妹尾も興味津々で耳を傾けるなか、相田は統括理事からの質問には居住まいを正し、真剣な態度で受け答えを行う。
「まったく反発がないとは言いません。長野のほうも少なくても賛同者もいないではなかったと思いますが、富山や他の県も同様に賛否両論だと思ったいただければ。私自身も、連続スタンピード事件の合間にでも"永遠の探査者少女"自らテコ入れいただくのはとても大きな転換点になってくれると信じていますし」
「たしかに長野でも、反発の声は大きいながら最初から好意的に受け入れてくれる探査者もいなくはなかったね。権藤武虎氏への憧憬から来る極端な風潮……それもやはり人によりけりだと?」
「はい。どうあれ基盤にはなっているため影響を受けていない探査者はさすがにいませんけど、現状に危機感を抱いている探査者は結構いますよ。ましてや今年に入って、スタンピードが多く発生しているからなおのこと」
「うちの先輩方は根こそぎじゃあ! とか大量じゃあ! とか喜んでますけど……同期とか同世代は割と、一般の方にも被害が出てるスタンピードはそれどころじゃないかもって感じですしね!」
「なるほど……」
相田と光太郎から得た情報、WSOによる中部地方改善活動に対する探査者達の反応は、いくらかでも希望を抱けるものだ。
少なくとも危機感を抱いている者達がいる。特に連続スタンピード事件のなかで、人々の生活がダイレクトに脅かされることが多くなったことで若手世代の意識が変わりつつあるらしい。
あるいは光太郎がヴァール達に同行を願い出たのもそうした危機感からのものでもあるかもしれない。
そんな若者を鍛えることで、同じような想いを抱く探査者達を動かす。その果てに探査者全体の意識を変えていく……ソフィアやヴァール、妹尾の活動は、だからこそ値打ちがあるのだと相田は微笑んだ。
「今回、講堂に集まっている探査者達はみんな、そうした危機感を抱いていたところにあなたと光太郎くんの話を聞きつけてやって来た者達です。無論私も……だからどうか、ぜひともこの機会に見せてほしいんです。光太郎くんのこの一ヶ月の鍛錬の成果や、統括理事ご自身のお力を。そうでなければ、私達も納得いかないところもありますし」
「そうか……分かった。どうあれ力を示さねばこの地の探査者達の理解は得られないというのはすでに把握している。ワタシばかりか早瀬もしっかり示してみせよう。探査者とは本来、こういうものだということをな」
単純明快に、力を示すことで自分達はそれに応えるとする相田。より良い方向に改善していきたいと思うにしても、その先にあるものが現状に優るものであると他ならぬヴァールと光太郎の姿から見出したいのだ。

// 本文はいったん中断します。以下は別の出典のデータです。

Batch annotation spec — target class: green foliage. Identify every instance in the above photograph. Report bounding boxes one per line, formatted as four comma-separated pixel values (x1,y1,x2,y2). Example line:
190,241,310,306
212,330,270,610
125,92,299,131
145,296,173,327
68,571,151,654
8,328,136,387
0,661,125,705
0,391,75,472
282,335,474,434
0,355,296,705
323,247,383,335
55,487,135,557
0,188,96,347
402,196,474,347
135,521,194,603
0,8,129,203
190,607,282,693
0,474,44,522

そこまで言うならばとヴァールは光太郎と顔を見合わせ手うなずいた。元より戦う姿こそがこの地を変え得る説得力に直結するのならば、まずは自分達が示さなければならないのは道理だ。
講堂へとたどり着く。締め切られた扉、その先には変化を望み改革を祈りながらもなお、それを信じきれない者達がいる。
であれば、信じさせてみせよう──それができるだけの実力は、自身はもちろん早瀬光太郎にもすでにある。
確信とともに、ヴァールはそして扉を開けた。